Interestingly, the anonymous sources now being used to destroy Trump, on the grounds that he is a Russian puppet, have used a “Trump Dossier” that is based on the work of a former British spy who worked for Hillary Clinton and pro-Russian interests.
Since this is demonstrably the case as we have noted in a series of investigative stories, it is reasonable to assume that these anonymous sources in the Trump case are working against American interests. Equally significant, if they are in the intelligence community, they are working for, not against, the Russians. It is bizarre but true.
Leaving aside the identity of sources and their motives, the official story of Watergate continues to be that Nixon was forced out of office for corrupt practices.
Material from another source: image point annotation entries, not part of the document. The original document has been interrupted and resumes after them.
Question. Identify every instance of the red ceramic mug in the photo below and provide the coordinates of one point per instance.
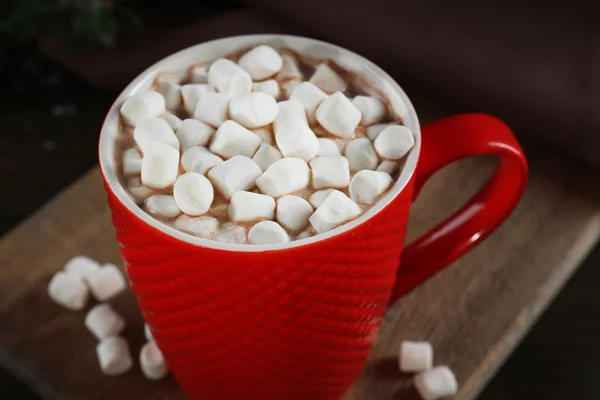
(297, 321)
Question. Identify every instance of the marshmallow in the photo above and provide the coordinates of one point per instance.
(212, 108)
(113, 355)
(283, 177)
(330, 172)
(248, 206)
(261, 62)
(237, 173)
(265, 156)
(162, 205)
(194, 133)
(104, 322)
(361, 155)
(328, 80)
(193, 193)
(372, 109)
(270, 87)
(328, 147)
(338, 115)
(229, 78)
(436, 383)
(232, 139)
(336, 210)
(152, 130)
(292, 133)
(199, 159)
(106, 282)
(310, 97)
(293, 212)
(204, 227)
(394, 142)
(152, 361)
(160, 165)
(192, 93)
(415, 356)
(68, 290)
(142, 106)
(267, 232)
(253, 110)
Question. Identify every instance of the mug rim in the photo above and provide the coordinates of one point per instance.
(112, 182)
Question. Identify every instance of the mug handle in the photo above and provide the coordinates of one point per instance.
(444, 142)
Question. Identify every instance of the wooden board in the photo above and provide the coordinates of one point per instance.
(474, 312)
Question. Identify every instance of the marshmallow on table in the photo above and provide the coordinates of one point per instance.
(293, 212)
(338, 115)
(284, 176)
(292, 133)
(193, 193)
(199, 159)
(237, 173)
(152, 361)
(267, 232)
(162, 205)
(106, 282)
(261, 62)
(248, 206)
(436, 383)
(104, 322)
(68, 290)
(333, 212)
(142, 106)
(330, 172)
(229, 78)
(160, 165)
(113, 355)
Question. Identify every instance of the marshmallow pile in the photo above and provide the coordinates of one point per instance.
(262, 154)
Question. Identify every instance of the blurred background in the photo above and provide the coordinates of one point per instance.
(535, 65)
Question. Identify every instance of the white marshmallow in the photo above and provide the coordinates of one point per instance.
(142, 106)
(270, 87)
(261, 62)
(237, 173)
(152, 361)
(160, 165)
(193, 193)
(328, 80)
(113, 355)
(293, 212)
(310, 97)
(68, 290)
(292, 133)
(162, 205)
(104, 322)
(336, 210)
(199, 159)
(106, 282)
(248, 206)
(361, 155)
(267, 232)
(192, 93)
(372, 109)
(436, 383)
(253, 110)
(330, 172)
(152, 130)
(212, 108)
(265, 156)
(338, 115)
(415, 356)
(192, 132)
(229, 78)
(284, 176)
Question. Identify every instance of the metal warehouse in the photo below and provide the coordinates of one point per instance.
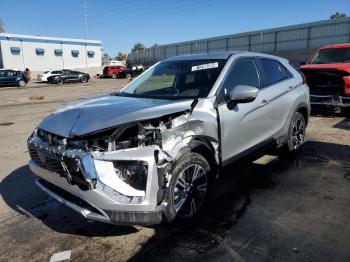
(295, 42)
(40, 53)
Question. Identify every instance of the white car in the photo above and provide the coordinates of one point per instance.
(43, 77)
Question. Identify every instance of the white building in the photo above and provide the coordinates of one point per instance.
(41, 53)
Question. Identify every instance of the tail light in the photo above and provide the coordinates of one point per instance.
(346, 85)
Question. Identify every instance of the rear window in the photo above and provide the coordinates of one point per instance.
(331, 55)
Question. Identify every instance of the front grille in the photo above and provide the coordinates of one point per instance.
(66, 167)
(47, 162)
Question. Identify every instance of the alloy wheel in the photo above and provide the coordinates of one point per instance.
(190, 190)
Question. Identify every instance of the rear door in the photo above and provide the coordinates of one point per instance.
(279, 82)
(12, 76)
(244, 126)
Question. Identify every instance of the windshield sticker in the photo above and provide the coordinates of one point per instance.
(205, 66)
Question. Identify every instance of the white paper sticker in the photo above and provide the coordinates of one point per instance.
(205, 66)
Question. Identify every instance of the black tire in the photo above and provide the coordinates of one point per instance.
(196, 191)
(59, 81)
(21, 83)
(296, 133)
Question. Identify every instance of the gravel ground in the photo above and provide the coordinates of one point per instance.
(275, 209)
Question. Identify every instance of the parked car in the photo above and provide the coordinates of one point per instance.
(152, 150)
(114, 71)
(328, 76)
(13, 77)
(43, 77)
(69, 76)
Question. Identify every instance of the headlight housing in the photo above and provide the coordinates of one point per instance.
(134, 173)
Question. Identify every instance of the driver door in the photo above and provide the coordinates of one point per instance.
(244, 126)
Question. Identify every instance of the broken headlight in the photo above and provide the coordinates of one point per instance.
(133, 173)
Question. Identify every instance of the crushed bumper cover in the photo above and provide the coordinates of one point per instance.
(102, 203)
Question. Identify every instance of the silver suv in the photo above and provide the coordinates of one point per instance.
(149, 152)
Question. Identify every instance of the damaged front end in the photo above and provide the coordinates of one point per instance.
(118, 175)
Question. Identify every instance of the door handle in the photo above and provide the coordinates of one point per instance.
(265, 102)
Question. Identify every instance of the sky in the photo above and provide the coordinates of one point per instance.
(119, 24)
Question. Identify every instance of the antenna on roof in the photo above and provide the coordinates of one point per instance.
(85, 18)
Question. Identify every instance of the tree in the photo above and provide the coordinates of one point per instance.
(338, 15)
(1, 26)
(138, 47)
(121, 56)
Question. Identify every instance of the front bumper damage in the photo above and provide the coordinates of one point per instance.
(103, 196)
(95, 173)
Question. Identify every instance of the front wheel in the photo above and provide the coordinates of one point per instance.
(188, 187)
(21, 83)
(59, 81)
(83, 79)
(296, 132)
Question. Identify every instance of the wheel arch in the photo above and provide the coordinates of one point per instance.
(203, 146)
(303, 109)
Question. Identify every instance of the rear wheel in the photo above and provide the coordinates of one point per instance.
(188, 186)
(296, 133)
(21, 83)
(59, 81)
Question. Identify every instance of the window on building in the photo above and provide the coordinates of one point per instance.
(15, 50)
(75, 53)
(58, 52)
(90, 54)
(40, 51)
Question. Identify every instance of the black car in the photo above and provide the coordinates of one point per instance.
(12, 77)
(69, 76)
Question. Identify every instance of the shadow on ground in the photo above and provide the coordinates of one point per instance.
(232, 196)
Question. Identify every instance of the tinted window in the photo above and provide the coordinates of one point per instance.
(243, 72)
(272, 72)
(176, 79)
(285, 73)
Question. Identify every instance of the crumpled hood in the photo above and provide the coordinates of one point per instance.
(107, 111)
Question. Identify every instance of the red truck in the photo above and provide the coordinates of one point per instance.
(114, 71)
(328, 76)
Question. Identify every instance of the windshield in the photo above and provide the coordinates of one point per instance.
(332, 55)
(176, 80)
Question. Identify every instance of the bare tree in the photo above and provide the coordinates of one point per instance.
(138, 47)
(121, 56)
(338, 15)
(2, 29)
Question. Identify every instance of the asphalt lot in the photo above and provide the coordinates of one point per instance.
(275, 209)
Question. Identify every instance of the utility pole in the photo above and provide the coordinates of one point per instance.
(85, 20)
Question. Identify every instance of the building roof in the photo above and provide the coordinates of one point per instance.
(214, 55)
(48, 39)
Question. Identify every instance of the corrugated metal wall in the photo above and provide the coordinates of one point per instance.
(302, 36)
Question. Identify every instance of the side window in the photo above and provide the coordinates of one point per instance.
(285, 72)
(243, 72)
(273, 71)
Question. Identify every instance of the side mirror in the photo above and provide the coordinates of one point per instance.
(243, 94)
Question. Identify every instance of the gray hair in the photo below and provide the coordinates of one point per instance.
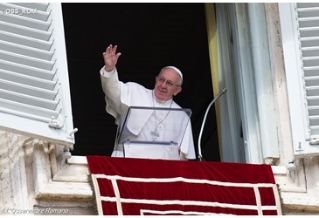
(180, 82)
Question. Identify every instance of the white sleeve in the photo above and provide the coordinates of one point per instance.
(107, 74)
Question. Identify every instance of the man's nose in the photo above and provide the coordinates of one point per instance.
(164, 84)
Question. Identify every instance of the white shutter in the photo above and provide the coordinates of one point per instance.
(34, 86)
(300, 37)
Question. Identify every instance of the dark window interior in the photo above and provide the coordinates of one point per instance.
(149, 36)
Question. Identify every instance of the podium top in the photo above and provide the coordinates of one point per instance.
(154, 125)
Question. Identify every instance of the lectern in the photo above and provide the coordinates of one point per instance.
(153, 132)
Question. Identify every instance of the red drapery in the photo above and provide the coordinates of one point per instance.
(182, 187)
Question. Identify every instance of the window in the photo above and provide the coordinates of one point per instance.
(300, 47)
(34, 86)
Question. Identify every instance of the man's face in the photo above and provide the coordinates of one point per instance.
(167, 85)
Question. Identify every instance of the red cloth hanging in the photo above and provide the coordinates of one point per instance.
(175, 196)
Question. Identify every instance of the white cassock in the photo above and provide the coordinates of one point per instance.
(119, 97)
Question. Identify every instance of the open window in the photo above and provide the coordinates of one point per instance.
(34, 86)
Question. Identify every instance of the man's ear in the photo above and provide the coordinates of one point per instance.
(178, 90)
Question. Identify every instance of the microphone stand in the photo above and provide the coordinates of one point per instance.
(204, 120)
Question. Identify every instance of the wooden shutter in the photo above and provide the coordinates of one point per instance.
(300, 38)
(34, 86)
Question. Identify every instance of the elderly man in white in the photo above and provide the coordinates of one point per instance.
(119, 97)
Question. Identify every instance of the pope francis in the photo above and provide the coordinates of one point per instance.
(121, 96)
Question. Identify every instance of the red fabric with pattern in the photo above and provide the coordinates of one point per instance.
(213, 171)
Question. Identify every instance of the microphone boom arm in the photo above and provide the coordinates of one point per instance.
(204, 120)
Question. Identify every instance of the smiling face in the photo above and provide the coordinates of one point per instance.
(167, 84)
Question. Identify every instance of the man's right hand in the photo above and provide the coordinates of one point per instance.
(110, 57)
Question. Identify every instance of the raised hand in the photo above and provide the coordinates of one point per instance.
(110, 57)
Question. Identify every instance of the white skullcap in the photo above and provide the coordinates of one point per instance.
(176, 69)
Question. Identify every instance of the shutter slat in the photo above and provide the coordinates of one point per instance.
(29, 100)
(28, 90)
(24, 60)
(25, 21)
(25, 31)
(27, 80)
(25, 110)
(24, 50)
(38, 6)
(26, 41)
(27, 70)
(25, 11)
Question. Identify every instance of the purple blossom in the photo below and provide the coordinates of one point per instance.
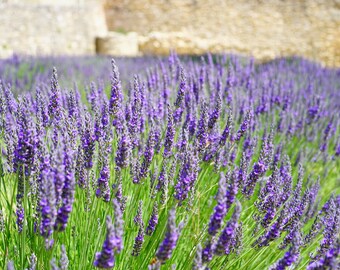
(224, 243)
(170, 134)
(153, 221)
(244, 126)
(48, 207)
(123, 151)
(166, 248)
(220, 209)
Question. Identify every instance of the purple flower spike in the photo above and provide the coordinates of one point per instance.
(220, 209)
(54, 106)
(115, 103)
(244, 126)
(225, 242)
(170, 240)
(48, 207)
(153, 221)
(123, 151)
(181, 90)
(170, 134)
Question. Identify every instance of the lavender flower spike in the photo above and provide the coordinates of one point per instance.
(169, 243)
(244, 126)
(153, 220)
(224, 243)
(220, 209)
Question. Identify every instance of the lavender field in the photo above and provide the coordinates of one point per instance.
(211, 162)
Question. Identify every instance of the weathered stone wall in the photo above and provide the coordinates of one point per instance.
(265, 29)
(50, 27)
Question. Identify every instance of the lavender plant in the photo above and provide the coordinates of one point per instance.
(169, 163)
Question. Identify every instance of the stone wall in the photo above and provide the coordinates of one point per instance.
(265, 29)
(63, 27)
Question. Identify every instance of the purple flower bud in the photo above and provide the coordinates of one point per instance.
(224, 243)
(138, 219)
(48, 207)
(170, 134)
(244, 126)
(227, 130)
(215, 114)
(55, 103)
(123, 151)
(201, 134)
(220, 210)
(139, 240)
(153, 221)
(115, 102)
(181, 90)
(68, 188)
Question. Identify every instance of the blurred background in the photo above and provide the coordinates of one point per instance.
(263, 29)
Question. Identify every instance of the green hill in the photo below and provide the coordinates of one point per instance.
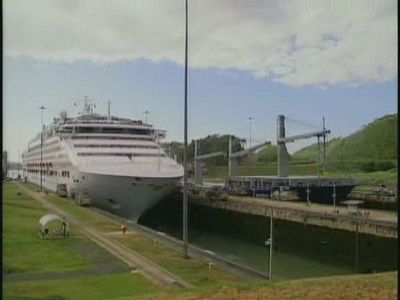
(375, 145)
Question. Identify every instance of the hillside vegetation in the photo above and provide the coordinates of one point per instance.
(375, 142)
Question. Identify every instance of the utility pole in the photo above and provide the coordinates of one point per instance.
(250, 119)
(334, 195)
(185, 200)
(109, 110)
(269, 243)
(41, 147)
(146, 112)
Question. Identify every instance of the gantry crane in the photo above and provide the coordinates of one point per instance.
(283, 157)
(198, 159)
(235, 157)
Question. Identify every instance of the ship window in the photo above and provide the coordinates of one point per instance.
(122, 130)
(129, 155)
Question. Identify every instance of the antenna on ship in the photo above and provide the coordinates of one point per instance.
(109, 109)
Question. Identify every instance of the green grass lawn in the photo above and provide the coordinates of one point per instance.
(360, 286)
(112, 286)
(26, 258)
(194, 271)
(24, 251)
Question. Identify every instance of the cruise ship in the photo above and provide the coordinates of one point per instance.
(113, 163)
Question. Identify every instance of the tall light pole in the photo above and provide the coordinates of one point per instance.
(269, 243)
(146, 112)
(41, 146)
(250, 119)
(185, 200)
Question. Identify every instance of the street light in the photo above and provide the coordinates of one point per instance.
(41, 146)
(250, 118)
(185, 200)
(269, 243)
(146, 112)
But these had also occurred under other administrations. Victor Lasky’s classic book, It Didn’t Start With Watergate, set the record straight on that score.
We have also noted other scandals that had received far less attention than Watergate, including:
- FDR’s Pearl Harbor cover-up, blaming Admiral Kimmel for the disaster
- The stolen presidential election of 1960 that put John F. Kennedy in the White House
- Attorney General Bobby Kennedy’s bugging of the phones of Martin Luther King, Jr.
- Clinton administration abuse of the IRS and FBI to go after “enemies”
Does the latter sound familiar? It sounds like something that occurred under President Obama, but which never achieved Watergate status. Neither did the Benghazi cover-up or his own pro-Russian policies and statements.
“Look at the way I’ve been treated lately, especially by the media,” Trump told graduates of the U.S. Coast Guard Academy. “No politician in history—and I say this with great surety—has been treated worse or more unfairly.”
He’s correct, except possibly for the Nixon example. In Trump’s case, it’s true that he offends the media. But he has also offended some powerful people in the intelligence community. Together, they are determined to destroy him.
It may turn out to be the case that Trump’s real crime was failing to clean house in the intelligence community. Did the firing of Comey come too late to make a difference?